Learn, create and have fun with Python

Python Pandas quick reference

This is a working sheet for the Python Pandas library which is commonly used for data manipulation and analysis.
Dataset used is FrogID dataset 2.0

Main data structures in Pandas

numpy.ndarray is the bedrock data structure on which the Pandas data structures are based.
Series – 1D (NumPy) array coupled with an array of labels.
DataFrame – mutable 2-dimensional labelled array, which can contain columns of heterogeneous types. Similar to structured arrays in NumPy (ndarray). It is conceptually analogous to a table or spreadsheet. A DataFrame column is a Series. Every axis in a DataFrame has an index. A DataFrame structure can be treated as if it is a dictionary of Series objects.
Panel is a 3D array mainly used for 3D data. Axis names: items (axis 0) each item corresponds to DataFrame (DF), major_axis (1) each item corresponds to the rows if the DF structure, minor_axis (2) each item corresponds to the columns of each DF structure. Less widely used.

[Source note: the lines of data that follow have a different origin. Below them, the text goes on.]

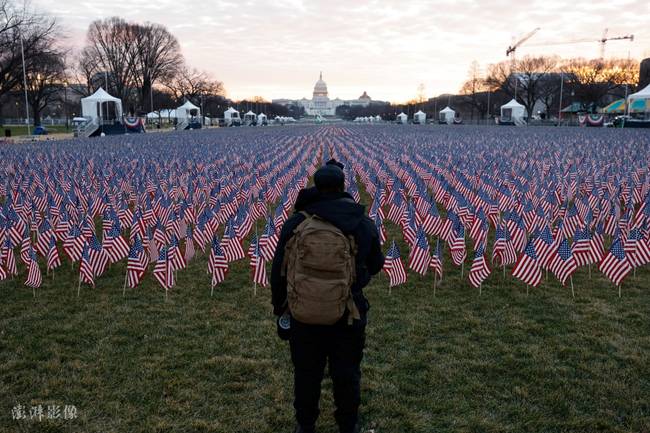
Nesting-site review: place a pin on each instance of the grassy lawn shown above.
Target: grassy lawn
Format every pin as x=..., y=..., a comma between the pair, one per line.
x=507, y=360
x=502, y=361
x=17, y=130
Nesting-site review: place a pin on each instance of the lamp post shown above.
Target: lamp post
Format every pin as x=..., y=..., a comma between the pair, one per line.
x=559, y=111
x=22, y=54
x=65, y=103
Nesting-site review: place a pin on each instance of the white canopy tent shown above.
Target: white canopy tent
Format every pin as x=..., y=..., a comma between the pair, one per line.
x=446, y=115
x=185, y=111
x=231, y=116
x=96, y=106
x=165, y=114
x=250, y=117
x=639, y=102
x=641, y=94
x=513, y=111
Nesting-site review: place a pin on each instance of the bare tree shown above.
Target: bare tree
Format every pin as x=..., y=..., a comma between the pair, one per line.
x=111, y=45
x=85, y=72
x=593, y=80
x=190, y=84
x=474, y=88
x=44, y=82
x=158, y=58
x=38, y=33
x=522, y=79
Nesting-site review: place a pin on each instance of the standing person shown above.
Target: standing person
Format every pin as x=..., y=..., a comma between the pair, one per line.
x=327, y=252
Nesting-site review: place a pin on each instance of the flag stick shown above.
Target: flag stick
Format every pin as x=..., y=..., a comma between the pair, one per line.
x=257, y=260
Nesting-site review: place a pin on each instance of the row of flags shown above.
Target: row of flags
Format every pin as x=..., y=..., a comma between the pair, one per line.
x=551, y=202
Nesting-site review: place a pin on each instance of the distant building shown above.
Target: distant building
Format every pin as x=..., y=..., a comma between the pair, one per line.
x=644, y=74
x=321, y=104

Code examples for dataframe

Pandas DataFrame

import pandas as pd
df = pd.read_csv(path_to_csv_file,  parse_dates=True)  # create DataFrame from .csv
df = pd.DataFrame(df, columns=['scientificName', 'stateProvince', 'decimalLatitude', 'decimalLongitude', 'eventDate'])  # create DataFrame with certain columns
df.index  # access index labels => RangeIndex(start=0, stop=126169, step=1
df.columns  # access column labels => Index(['scientificName', stateProvince', 'decimalLatitude', 'decimalLongitude', 'eventDate'], dtype='object')
df["stateProvince"]  # get column as Series structure
df["new_column"] = True  # add new column with default value
del df["new_column"]  # delete column
new_column = df.pop("new_column")  # pop new column as Series
df.insert(2, "new_column", df["scientificName"] == "Litoria rothii")  # insert column (position (default at the end), name, value)

Indexing Pandas DataFrame

Extracting subset based on column names, range of columns, etc.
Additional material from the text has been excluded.